Decidí hacerme mi propia ortodoncia.
• • •
Fui a la biblioteca y pedí un libro de ortodoncia. La bibliotecaria me miró entre divertida y sorprendida, y dijo que no tenían ninguno, así que tendría que resolver las cosas sobre la marcha. El proceso supuso cierto grado de experimentación y varios comienzos fallidos. Al principio, simplemente usé una goma elástica. Antes de ir a la cama, la extendía de punta a punta rodeando la dentadura superior entera. La goma era pequeña pero gruesa, y se ajustaba bien, tirante. Sin embargo, me provocaba una incómoda presión sobre la lengua, a veces saltaba en medio de la noche, y yo me despertaba ahogándome por que me atragantaba con ella. Sin embargo, generalmente se quedaba en su lugar, y por la mañana mis encías estaban doloridas por la presión sobre mis dientes.
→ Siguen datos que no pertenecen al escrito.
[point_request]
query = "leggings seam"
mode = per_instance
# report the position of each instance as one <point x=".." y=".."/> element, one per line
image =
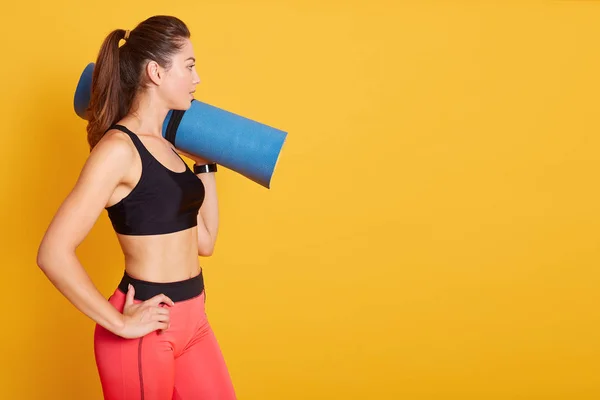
<point x="140" y="369"/>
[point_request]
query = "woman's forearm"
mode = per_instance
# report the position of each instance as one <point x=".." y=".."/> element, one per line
<point x="70" y="278"/>
<point x="208" y="216"/>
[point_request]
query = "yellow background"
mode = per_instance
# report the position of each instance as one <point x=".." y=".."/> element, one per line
<point x="432" y="231"/>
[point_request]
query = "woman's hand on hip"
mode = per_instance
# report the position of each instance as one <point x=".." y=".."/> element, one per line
<point x="146" y="317"/>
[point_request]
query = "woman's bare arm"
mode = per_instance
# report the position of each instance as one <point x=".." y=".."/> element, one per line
<point x="208" y="216"/>
<point x="104" y="169"/>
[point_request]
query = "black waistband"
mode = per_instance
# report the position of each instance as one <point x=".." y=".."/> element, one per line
<point x="176" y="291"/>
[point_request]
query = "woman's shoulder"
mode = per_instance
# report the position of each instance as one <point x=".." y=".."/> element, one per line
<point x="114" y="147"/>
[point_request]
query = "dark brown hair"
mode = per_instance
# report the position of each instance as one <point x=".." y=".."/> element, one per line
<point x="119" y="71"/>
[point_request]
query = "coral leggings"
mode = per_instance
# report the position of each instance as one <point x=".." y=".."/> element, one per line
<point x="182" y="363"/>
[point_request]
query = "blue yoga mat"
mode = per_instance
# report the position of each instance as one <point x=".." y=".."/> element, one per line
<point x="245" y="146"/>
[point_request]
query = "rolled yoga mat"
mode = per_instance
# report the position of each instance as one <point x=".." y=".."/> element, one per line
<point x="245" y="146"/>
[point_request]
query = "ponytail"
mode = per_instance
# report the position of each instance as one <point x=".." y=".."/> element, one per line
<point x="105" y="106"/>
<point x="118" y="71"/>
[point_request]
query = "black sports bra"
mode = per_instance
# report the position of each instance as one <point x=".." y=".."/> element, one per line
<point x="163" y="201"/>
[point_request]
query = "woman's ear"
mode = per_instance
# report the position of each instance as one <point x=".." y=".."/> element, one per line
<point x="154" y="72"/>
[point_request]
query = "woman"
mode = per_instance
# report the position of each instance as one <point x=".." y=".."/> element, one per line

Aquello me pareció una señal prometedora, pero empecé a preocuparme de que en vez de empujar mis dientes delanteros hacia dentro, la goma pudiera estar tirando de mis dientes traseros hacia fuera. Conseguí unas gomas elásticas más grandes y las puse alrededor de toda la cabeza, presionando mis dientes delanteros. El problema de esta técnica era que las gomas elásticas apretaban mucho —tenían que hacerlo, para ser efectivas—, así que me despertaba con dolores de cabeza y unas profundas marcas rojas donde las gomas se me habían clavado, a los lados del rostro.
Necesitaba una tecnología más avanzada. Torcí una percha de alambre en forma de herradura para adaptarla a la parte de atrás de mi cabeza. Luego doblé cada extremo formando un bucle hacia afuera, de modo que tuviera la percha alrededor de la cabeza, los extremos no se me clavaran en el rostro sino que apuntaran hacia afuera, formando ganchos que sostuvieran la goma en su lugar. Cuando me la probé, la percha se me clavó en la nuca, así que le puse una compresa higiénica para que hiciera las veces de almohadilla.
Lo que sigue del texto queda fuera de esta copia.